Use the left and right arrow keys to navigate the presentation forward and backward respectively. You can also use the arrows at the bottom right of the screen to navigate with a mouse.
FAIR USE ACT DISCLAIMER: This site is for educational purposes only. This website may contain copyrighted material, the use of which has not been specifically authorized by the copyright holders. The material is made available on this website as a way to advance teaching, and copyright-protected materials are used to the extent necessary to make this class function in a distance learning environment. The Fair Use Copyright Disclaimer is under section 107 of the Copyright Act of 1976, allowance is made for “fair use” for purposes such as criticism, comment, news reporting, teaching, scholarship, education and research.
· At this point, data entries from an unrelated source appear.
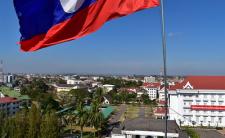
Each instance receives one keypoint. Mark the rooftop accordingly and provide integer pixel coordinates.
(12, 93)
(152, 85)
(147, 124)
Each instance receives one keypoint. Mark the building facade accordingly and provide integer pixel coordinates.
(152, 89)
(198, 101)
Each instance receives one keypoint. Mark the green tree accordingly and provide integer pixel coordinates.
(34, 121)
(145, 99)
(21, 124)
(82, 117)
(49, 103)
(79, 95)
(49, 126)
(96, 117)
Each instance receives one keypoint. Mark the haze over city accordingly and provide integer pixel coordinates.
(130, 45)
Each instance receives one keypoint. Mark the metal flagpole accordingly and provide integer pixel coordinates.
(164, 64)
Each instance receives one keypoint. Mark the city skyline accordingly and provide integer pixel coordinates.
(130, 45)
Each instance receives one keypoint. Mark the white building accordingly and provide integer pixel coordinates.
(150, 79)
(146, 128)
(152, 89)
(198, 101)
(67, 87)
(74, 81)
(108, 87)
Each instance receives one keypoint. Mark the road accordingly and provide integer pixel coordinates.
(116, 117)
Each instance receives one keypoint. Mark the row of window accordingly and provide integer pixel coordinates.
(204, 119)
(203, 112)
(204, 96)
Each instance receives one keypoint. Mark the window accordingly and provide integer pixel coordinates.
(220, 119)
(197, 118)
(197, 102)
(212, 119)
(204, 119)
(220, 103)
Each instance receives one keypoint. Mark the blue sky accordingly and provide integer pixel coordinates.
(129, 45)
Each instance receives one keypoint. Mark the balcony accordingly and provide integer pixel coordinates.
(188, 98)
(186, 106)
(220, 99)
(213, 99)
(188, 113)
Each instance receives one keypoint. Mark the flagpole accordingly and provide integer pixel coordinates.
(164, 65)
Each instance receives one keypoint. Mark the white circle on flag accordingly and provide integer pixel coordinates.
(71, 6)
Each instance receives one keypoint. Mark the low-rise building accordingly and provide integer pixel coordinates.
(146, 128)
(198, 101)
(152, 89)
(67, 87)
(108, 87)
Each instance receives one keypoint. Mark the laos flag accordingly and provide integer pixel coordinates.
(45, 23)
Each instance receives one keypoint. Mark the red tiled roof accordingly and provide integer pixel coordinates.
(8, 100)
(152, 85)
(162, 102)
(160, 110)
(202, 82)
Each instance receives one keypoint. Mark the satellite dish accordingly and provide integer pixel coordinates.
(71, 6)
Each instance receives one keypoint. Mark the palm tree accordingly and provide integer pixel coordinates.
(96, 116)
(70, 119)
(82, 117)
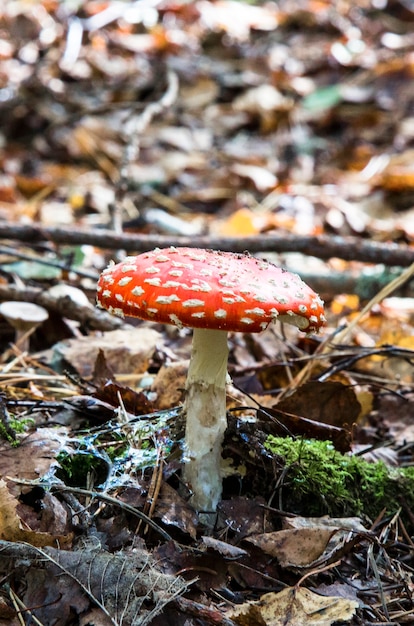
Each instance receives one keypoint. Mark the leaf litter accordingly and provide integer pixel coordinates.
(178, 120)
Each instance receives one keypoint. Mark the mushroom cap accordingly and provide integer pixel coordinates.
(208, 289)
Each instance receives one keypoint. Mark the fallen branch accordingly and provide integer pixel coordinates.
(323, 246)
(90, 317)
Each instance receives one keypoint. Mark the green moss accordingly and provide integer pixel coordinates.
(320, 481)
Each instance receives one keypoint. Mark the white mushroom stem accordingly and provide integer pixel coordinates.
(205, 408)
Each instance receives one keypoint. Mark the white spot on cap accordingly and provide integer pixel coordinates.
(246, 320)
(193, 303)
(109, 279)
(124, 281)
(175, 320)
(172, 284)
(137, 291)
(167, 299)
(256, 311)
(155, 282)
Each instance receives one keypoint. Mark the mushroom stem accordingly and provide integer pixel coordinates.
(205, 408)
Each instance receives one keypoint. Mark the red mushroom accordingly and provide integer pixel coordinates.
(212, 292)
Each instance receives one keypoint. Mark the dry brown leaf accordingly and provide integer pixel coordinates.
(126, 351)
(12, 527)
(294, 548)
(294, 607)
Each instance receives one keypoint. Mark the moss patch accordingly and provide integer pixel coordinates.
(320, 481)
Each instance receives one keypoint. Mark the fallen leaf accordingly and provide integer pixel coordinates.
(294, 607)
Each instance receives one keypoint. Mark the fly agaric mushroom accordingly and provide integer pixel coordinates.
(213, 293)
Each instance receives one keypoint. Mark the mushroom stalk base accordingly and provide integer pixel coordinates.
(205, 408)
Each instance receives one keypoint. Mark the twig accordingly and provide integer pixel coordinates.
(322, 246)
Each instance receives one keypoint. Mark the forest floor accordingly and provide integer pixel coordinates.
(284, 129)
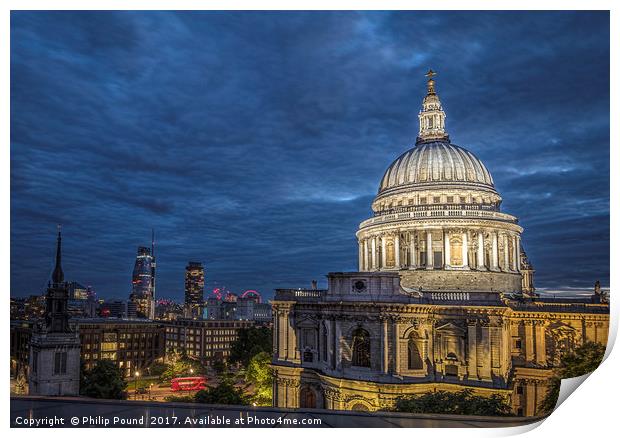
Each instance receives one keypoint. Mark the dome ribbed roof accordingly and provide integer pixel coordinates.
(436, 162)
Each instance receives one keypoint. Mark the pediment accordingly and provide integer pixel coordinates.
(450, 328)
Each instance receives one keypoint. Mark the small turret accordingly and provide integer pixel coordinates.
(432, 118)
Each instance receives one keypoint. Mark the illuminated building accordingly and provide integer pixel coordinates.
(443, 299)
(113, 309)
(77, 291)
(194, 289)
(143, 284)
(248, 306)
(133, 345)
(205, 340)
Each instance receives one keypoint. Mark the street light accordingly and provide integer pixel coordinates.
(135, 391)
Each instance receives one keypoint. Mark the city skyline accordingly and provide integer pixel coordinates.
(241, 160)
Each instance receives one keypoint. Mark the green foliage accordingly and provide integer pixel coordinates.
(260, 374)
(582, 360)
(105, 380)
(223, 394)
(460, 403)
(219, 366)
(250, 342)
(180, 398)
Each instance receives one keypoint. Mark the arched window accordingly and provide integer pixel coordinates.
(415, 358)
(359, 407)
(324, 342)
(361, 348)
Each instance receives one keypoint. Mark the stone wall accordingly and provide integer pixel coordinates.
(437, 280)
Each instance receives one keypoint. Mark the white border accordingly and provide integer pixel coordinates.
(591, 411)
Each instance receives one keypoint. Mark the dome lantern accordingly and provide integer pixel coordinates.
(432, 118)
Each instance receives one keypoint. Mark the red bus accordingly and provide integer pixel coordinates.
(188, 383)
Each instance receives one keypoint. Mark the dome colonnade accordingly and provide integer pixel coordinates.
(437, 209)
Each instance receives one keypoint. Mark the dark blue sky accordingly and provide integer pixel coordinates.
(255, 142)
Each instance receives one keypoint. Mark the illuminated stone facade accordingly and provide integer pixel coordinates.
(443, 300)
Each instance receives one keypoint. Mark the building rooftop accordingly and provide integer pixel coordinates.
(190, 415)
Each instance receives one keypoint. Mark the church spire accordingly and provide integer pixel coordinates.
(432, 118)
(58, 276)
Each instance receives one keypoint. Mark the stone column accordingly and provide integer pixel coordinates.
(495, 255)
(541, 353)
(413, 250)
(529, 341)
(530, 399)
(383, 254)
(465, 251)
(446, 249)
(397, 250)
(429, 250)
(518, 251)
(481, 251)
(506, 256)
(337, 352)
(373, 255)
(485, 360)
(396, 347)
(472, 345)
(360, 261)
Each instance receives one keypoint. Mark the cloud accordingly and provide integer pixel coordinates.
(255, 141)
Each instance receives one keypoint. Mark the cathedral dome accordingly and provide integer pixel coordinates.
(436, 162)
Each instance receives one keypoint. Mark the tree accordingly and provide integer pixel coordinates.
(105, 380)
(582, 360)
(158, 368)
(459, 403)
(223, 394)
(260, 374)
(219, 366)
(250, 341)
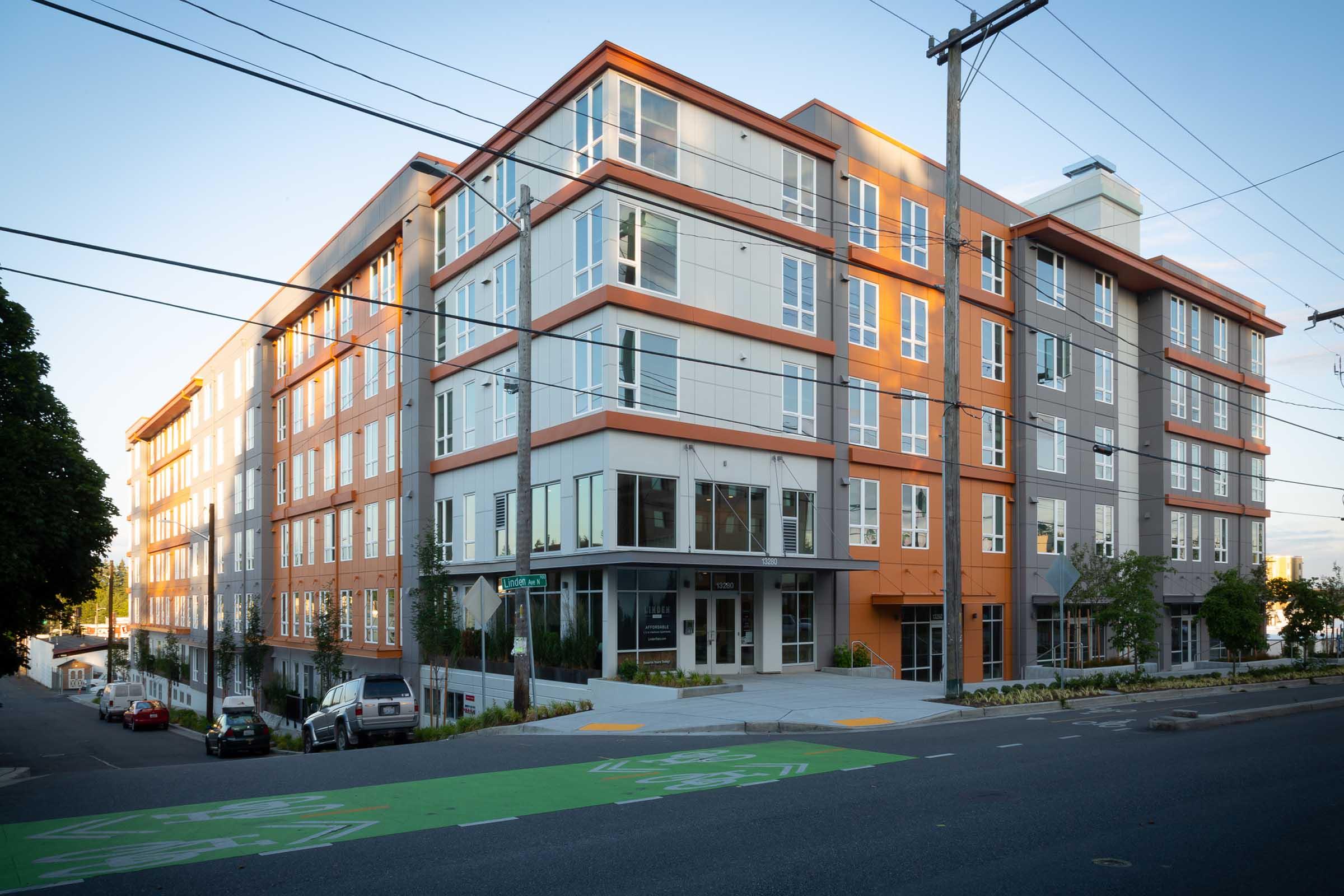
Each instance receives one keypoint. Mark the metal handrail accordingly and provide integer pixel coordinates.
(871, 654)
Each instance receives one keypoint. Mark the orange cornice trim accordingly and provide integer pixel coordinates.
(609, 55)
(1208, 436)
(623, 297)
(1217, 507)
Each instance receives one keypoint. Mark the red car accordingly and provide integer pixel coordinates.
(143, 713)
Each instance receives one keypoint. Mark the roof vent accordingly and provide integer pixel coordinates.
(1092, 163)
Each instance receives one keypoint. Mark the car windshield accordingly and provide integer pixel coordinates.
(375, 688)
(242, 719)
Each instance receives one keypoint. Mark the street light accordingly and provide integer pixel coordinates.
(523, 386)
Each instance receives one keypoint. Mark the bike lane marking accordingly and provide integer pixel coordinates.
(66, 850)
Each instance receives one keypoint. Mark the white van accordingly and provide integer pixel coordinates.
(118, 696)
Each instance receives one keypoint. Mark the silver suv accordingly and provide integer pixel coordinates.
(353, 713)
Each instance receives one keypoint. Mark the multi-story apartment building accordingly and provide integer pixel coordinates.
(293, 430)
(1158, 361)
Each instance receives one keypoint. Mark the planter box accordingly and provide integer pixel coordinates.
(608, 692)
(861, 672)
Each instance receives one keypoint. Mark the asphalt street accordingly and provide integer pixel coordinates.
(1079, 801)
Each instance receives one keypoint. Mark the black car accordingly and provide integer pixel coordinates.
(239, 732)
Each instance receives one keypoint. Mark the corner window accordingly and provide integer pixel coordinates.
(648, 129)
(648, 250)
(914, 233)
(800, 406)
(864, 314)
(991, 264)
(800, 180)
(864, 214)
(800, 304)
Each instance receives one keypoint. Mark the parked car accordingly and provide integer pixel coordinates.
(353, 713)
(146, 713)
(118, 696)
(239, 730)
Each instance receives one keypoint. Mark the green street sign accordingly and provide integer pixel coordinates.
(515, 582)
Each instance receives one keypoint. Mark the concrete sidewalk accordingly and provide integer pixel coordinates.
(797, 702)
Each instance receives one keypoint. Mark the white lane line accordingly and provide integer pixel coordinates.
(29, 890)
(295, 850)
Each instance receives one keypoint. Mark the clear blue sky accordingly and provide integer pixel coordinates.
(113, 142)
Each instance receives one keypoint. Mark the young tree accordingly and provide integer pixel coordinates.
(435, 614)
(54, 548)
(328, 656)
(1234, 613)
(254, 648)
(226, 656)
(170, 664)
(1131, 610)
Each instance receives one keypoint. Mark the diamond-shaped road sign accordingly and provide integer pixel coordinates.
(1062, 575)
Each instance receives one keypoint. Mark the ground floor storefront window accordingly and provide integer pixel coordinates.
(799, 629)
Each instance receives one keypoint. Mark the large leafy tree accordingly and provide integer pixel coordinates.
(1234, 612)
(57, 524)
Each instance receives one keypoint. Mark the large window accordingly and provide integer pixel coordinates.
(589, 504)
(914, 516)
(1052, 454)
(864, 512)
(589, 110)
(1104, 295)
(991, 264)
(992, 636)
(588, 249)
(647, 371)
(1104, 542)
(800, 301)
(800, 405)
(1050, 277)
(914, 328)
(914, 233)
(799, 521)
(648, 129)
(992, 437)
(1050, 526)
(991, 351)
(864, 314)
(730, 517)
(588, 371)
(646, 511)
(993, 523)
(799, 629)
(864, 413)
(914, 422)
(1104, 385)
(1054, 361)
(800, 183)
(864, 213)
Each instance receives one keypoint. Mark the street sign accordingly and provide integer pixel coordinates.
(480, 602)
(514, 582)
(1062, 575)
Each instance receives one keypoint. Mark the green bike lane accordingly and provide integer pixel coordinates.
(62, 851)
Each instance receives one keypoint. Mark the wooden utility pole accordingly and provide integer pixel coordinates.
(949, 52)
(523, 615)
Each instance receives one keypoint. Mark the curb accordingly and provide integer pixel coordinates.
(1235, 716)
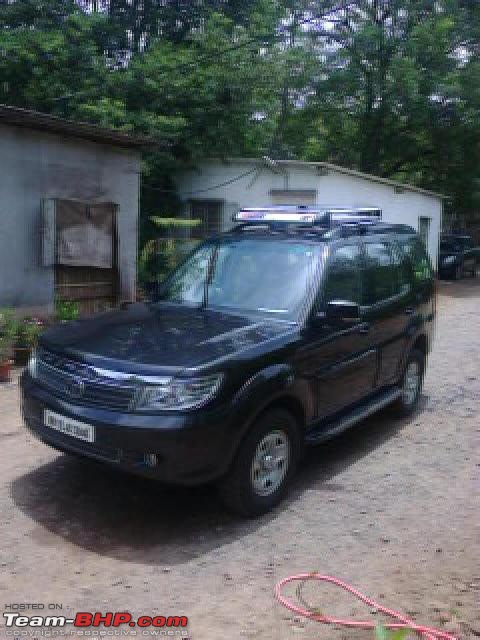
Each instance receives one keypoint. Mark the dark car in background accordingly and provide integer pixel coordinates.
(282, 333)
(458, 256)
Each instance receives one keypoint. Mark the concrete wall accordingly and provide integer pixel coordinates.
(334, 188)
(36, 165)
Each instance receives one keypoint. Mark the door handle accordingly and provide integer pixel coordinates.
(364, 327)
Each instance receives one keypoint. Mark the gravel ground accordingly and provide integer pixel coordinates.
(390, 507)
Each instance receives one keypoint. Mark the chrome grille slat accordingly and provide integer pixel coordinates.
(56, 372)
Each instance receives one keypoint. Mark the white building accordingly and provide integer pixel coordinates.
(86, 178)
(217, 189)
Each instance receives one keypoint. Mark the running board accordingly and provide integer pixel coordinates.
(342, 424)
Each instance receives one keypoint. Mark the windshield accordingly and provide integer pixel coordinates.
(262, 275)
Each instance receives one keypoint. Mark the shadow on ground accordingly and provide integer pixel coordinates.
(117, 515)
(465, 288)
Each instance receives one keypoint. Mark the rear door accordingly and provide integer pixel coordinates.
(389, 306)
(469, 259)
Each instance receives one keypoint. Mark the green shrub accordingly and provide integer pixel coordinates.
(66, 310)
(8, 330)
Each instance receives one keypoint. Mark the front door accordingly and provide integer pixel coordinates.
(343, 359)
(389, 306)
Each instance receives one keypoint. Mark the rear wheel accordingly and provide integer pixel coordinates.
(264, 465)
(411, 384)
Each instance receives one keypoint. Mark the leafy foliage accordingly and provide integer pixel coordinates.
(391, 88)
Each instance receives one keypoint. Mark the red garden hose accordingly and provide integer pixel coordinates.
(404, 623)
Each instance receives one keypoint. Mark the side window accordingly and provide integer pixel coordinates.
(419, 259)
(382, 279)
(343, 275)
(403, 283)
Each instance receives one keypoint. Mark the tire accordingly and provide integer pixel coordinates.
(410, 384)
(246, 489)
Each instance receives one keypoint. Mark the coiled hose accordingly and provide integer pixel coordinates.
(307, 611)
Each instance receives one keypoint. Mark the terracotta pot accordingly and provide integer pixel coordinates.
(5, 368)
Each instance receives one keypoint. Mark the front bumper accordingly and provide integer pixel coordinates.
(190, 448)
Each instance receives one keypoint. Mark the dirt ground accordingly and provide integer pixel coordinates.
(390, 507)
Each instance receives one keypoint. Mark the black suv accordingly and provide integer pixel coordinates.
(281, 333)
(458, 255)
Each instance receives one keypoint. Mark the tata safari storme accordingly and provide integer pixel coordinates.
(286, 330)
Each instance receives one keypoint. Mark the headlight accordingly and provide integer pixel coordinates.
(32, 364)
(174, 393)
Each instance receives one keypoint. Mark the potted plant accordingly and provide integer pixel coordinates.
(26, 339)
(8, 330)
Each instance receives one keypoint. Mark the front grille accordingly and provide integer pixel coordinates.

The goal statistics is to use a numerical summary of data from a small, representative sample to say something general about the larger, unobservable population or phenomena.
The measures of the population are referred to as parameters.
Parameters are generally unknown and unknowable.
However, if we have a representative sample, we can compute the sample mean.
The sample mean will almost surely not equal population mean, due to the natural variation (sampling error) that occurs in any given sample.
RVs and probability distributions give us the model for estimating population parameters.
Note: we can only “find” the parameters exactly in very simple examples like games of chance.
Generally, we will have to be satisfied with estimates of the parameters that are uncertain, but also include measures of “how uncertain”.
Suppose we have a sample of \( n \) total measurements of some RV \( X \).
The (arithmetic sample) mean
Given measurements \( x_1,\cdots,x_n \) of the RV \( X \), we say that the sample mean is defined \[ \text{Sample mean} = \hat{x} = \frac{x_1 +x_2 +\cdots + x_n}{n}= \frac{\sum_{i=1}^n x_i}{n} \]
We remark that \( \hat{x} \) is a fixed numerical value depending on the particular sequence of outcomes \( x_1,\cdots, x_n \) observed.
Sample standard deviation
Given measurements \( x_1,\cdots,x_n \) of the RV \( X \), we say that the sample standard deviation \[ \hat{\sigma} = \sqrt{\frac{\sum_{i=1}^n\left(x_i - \hat{x}\right)^2}{n-1}} \]
Sample variance
Given measurements \( x_1,\cdots,x_n \) of the RV \( X \), we say that the sample variance \[ \hat{\sigma}^2 = \frac{\sum_{i=1}^n\left(x_i - \hat{x}\right)^2}{n-1} \]
For the same reasons discussed for the sample mean, the sample standard deviation and variance will tend to differ depending on the particular sequence of outcomes \( x_1,\cdots, x_n \) measured.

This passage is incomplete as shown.